Aunque existe la determinación neural de la conducta, optamos cada día


entre ámbitos de posibilidades

Son muchas las evidencias empíricas recogidas hoy por la neurología que
hablan a favor de una estricta determinación neural de la conducta
humana. Esto parecería conducir a pensar que estamos absolutamente
determinados por los genes, la maquinaria neural y la estimulación
ambiental a representar el rol que la naturaleza física, genes y ambiente,
nos impone. La realidad es que nos sentimos dentro del mundo,
condicionados por nuestra naturaleza y por el ambiente; pero sabemos
que somos personas que hacemos diariamente nuestra vida impulsando
opciones selectivas de entre ámbitos de posibilidades. La ponencia del
profesor Manuel Froufe, en la Cátedra CTR, el próximo 22 de marzo, nos
ofrece la oportunidad de reflexionar sobre estas apasionantes cuestiones.
Por Javier Monserrat.

Numerosos resultados empíricos producidos por la investigación en psicología y


neurología han hecho que se replantee con fuerza un problema de siempre: ¿está el
hombre determinado por los genes y el ambiente a obrar “necesariamente” como lo
hace? ¿Somos una especie de robots biológico-sensitivos que respondemos de una
manera fija e inapelable a las circunstancias del ambiente según nuestros, digamos,
programas de procesamiento? Es evidente que detrás de estas preguntas se esconde
nuestro entendimiento del hombre.

El humanismo tradicional supone que somos seres libres y responsables, no sólo


creadores de la propia vida, sino de la sociedad y de la cultura. Este humanismo es
también muy importante para una idea religiosa del hombre. ¿Dónde quedaría la
arquitectura ideológica de la moderna sociedad, el orden jurídico y político, si
debiéramos suprimir los términos “libertad” y “responsabilidad”?
Debemos recordar que en la ciencia los hechos son los hechos. En ciencia se habla del
mundo en función de los hechos, de la base empírica, que resulta de una variada
aplicación de métodos de investigación empíricas (no sólo la experimentación). Es
verdad que los hechos no son “lo dado absolutamente” que decían los positivistas, sino
que son ya una “interpretación” en sentido popperiano.

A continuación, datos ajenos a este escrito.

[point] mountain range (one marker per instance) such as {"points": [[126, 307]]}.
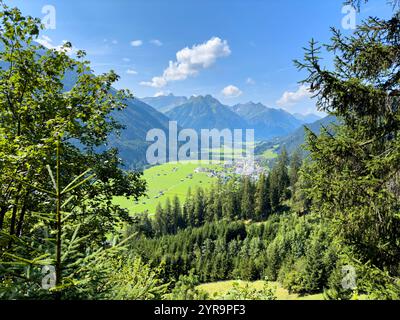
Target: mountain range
{"points": [[198, 112]]}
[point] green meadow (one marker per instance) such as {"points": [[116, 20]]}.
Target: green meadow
{"points": [[167, 180], [216, 289]]}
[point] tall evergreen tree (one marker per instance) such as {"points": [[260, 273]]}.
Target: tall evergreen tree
{"points": [[262, 198], [355, 169]]}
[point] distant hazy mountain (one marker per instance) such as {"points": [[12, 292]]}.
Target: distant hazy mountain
{"points": [[307, 118], [206, 112], [138, 118], [165, 103], [296, 139], [267, 122]]}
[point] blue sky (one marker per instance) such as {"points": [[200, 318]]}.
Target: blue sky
{"points": [[238, 51]]}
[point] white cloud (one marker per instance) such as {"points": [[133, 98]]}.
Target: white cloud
{"points": [[290, 98], [160, 94], [136, 43], [156, 42], [231, 92], [189, 62], [250, 81], [131, 72], [47, 42]]}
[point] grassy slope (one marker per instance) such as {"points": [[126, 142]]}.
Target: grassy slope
{"points": [[282, 294], [171, 179]]}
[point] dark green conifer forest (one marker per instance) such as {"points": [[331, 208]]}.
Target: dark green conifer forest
{"points": [[336, 203]]}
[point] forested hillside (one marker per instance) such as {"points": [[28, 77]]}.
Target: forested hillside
{"points": [[305, 222]]}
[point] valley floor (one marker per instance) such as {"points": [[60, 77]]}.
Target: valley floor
{"points": [[215, 289]]}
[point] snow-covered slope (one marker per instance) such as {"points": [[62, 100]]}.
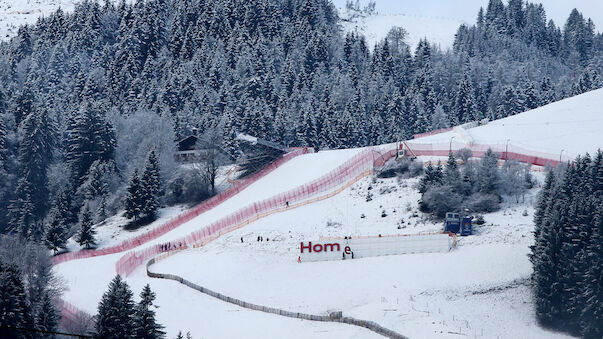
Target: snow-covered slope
{"points": [[573, 125], [479, 289], [437, 30], [14, 13]]}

El instrumental experimental para registrar un hecho cuántico es interpretativo y


también lo es la batería de preguntas para registrar los hechos de una encuesta
sociológica. Pero, aunque sean interpretativos, los hechos imponen tendencias
inequívocas. Esta es la situación actual con la gran acumulación de evidencias
psicológicas y neurológicas que hablan a favor del determinismo.

Los hechos, es decir, sus tendencias acumulativas, no deben ser cuestionados, ni puestos
en duda bajo ninguna sospecha. Sin embargo, sí es importante advertir que la
epistemología nos obliga a tener en cuenta que una cosa son los hechos y otra sus
interpretaciones.

Reflexión sobre la libertad

El experimento de Libet, por ejemplo, no es que, en absoluto, no pueda ser discutido en


su diseño; pero no lo vemos conveniente porque se encuadra en un conjunto muy
amplio de resultados cuya tendencia va en la misma línea. Sin embargo, ¿qué
interpretación sacamos del experimento de Libet? ¿Que el “libre albedrío” no existe?
Sin embargo, ¿hay interpretaciones alternativas?

Si ante unos hechos incuestionados hubiera varias alternativas interpretativas, entonces


cada científico debería valorar los argumentos de cada una de ellas e inclinar su
voluntad hacia una u otra. Esto es lo que pasa habitualmente en la ciencia.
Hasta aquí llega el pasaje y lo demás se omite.